The market is one piece of the Education Skills Training (ESTR) program for students with cognitive disabilities and provides students with hands-on kitchen and retail experience in real customer environments. And while they’re learning the hard skills, soft skills are coming their way like customer service, planning and monitoring inventory, troubleshooting and offering suggestions for improvement. And overall, the learning leads to greater confidence and the realization they can participate in a world of numerous possibilities.
Open most Wednesdays and Thursdays during the fall and winter semesters, the market has grown from being a mobile cart in Student Street since 2014, to having dedicated space on the second floor of Old Main in room OM 2231. Retail items include products made by ESTR students along with artisan items on consignment like jewelry, clothing, home decor and food items. The lunch counter offers two soup flavours and your choice of a regular biscuit or one that’s gluten-free.
Each year ESTR offers a retail stream and a kitchen stream, with each being nine months. Often, students will complete one and take the other for a two-year stay at TRU.

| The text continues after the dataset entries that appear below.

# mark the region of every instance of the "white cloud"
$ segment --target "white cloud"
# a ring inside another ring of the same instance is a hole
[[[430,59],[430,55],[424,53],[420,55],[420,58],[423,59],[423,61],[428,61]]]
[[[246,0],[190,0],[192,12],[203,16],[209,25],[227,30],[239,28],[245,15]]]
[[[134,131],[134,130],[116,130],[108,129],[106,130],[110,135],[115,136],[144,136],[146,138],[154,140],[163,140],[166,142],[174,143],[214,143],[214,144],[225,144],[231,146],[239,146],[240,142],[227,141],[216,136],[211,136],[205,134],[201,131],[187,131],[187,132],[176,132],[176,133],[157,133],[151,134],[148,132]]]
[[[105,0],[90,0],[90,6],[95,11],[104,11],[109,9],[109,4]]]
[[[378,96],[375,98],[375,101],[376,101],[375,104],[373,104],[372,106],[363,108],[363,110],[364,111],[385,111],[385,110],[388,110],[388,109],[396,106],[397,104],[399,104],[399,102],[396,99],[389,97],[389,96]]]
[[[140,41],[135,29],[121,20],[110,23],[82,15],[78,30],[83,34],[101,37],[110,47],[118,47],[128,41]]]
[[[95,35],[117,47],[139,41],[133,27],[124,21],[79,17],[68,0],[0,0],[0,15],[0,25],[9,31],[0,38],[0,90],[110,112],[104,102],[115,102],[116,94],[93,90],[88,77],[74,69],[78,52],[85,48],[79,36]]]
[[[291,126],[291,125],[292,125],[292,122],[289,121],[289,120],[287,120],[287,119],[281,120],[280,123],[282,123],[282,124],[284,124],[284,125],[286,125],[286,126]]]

A grand opening was held Nov. 22-23, which included an invitational lunch on Nov. 22. The lunch was also an opportunity to explain how the program has grown and evolved in its nearly 30 years.
Among the attendees was 2016 alumna Autumn Greenaway. Asked to give an impromptu speech, she voluntarily rose from her seat, left her table and went up to the front.
“I was pretty shy when I first came to ESTR and I didn’t really have very much confidence. I wouldn’t have been able to come up here. ESTR helped me to be able to speak to the public and helped me to find a side I never thought I had. The program helped me make a lot of good friends,” said Greenaway, who is a cashier at Value Village.
She shared going through job loss after graduation, “but that is part of the job experience,” before landing her current one. She mentioned ESTR faculty assisted with updating her resume and preparing her for the job search.
“I love being able to work out in the public and I’m happy to be here and represent everything the ESTR program does,” said Greenaway.
Attendees also heard from current students Brody Leonard Antoine and Kaytee-Anne Ovington from the kitchen program and Andrew Freund and Caleb Krause from retail. Faculty members Saskia Stinson and Leanne Mihalicz.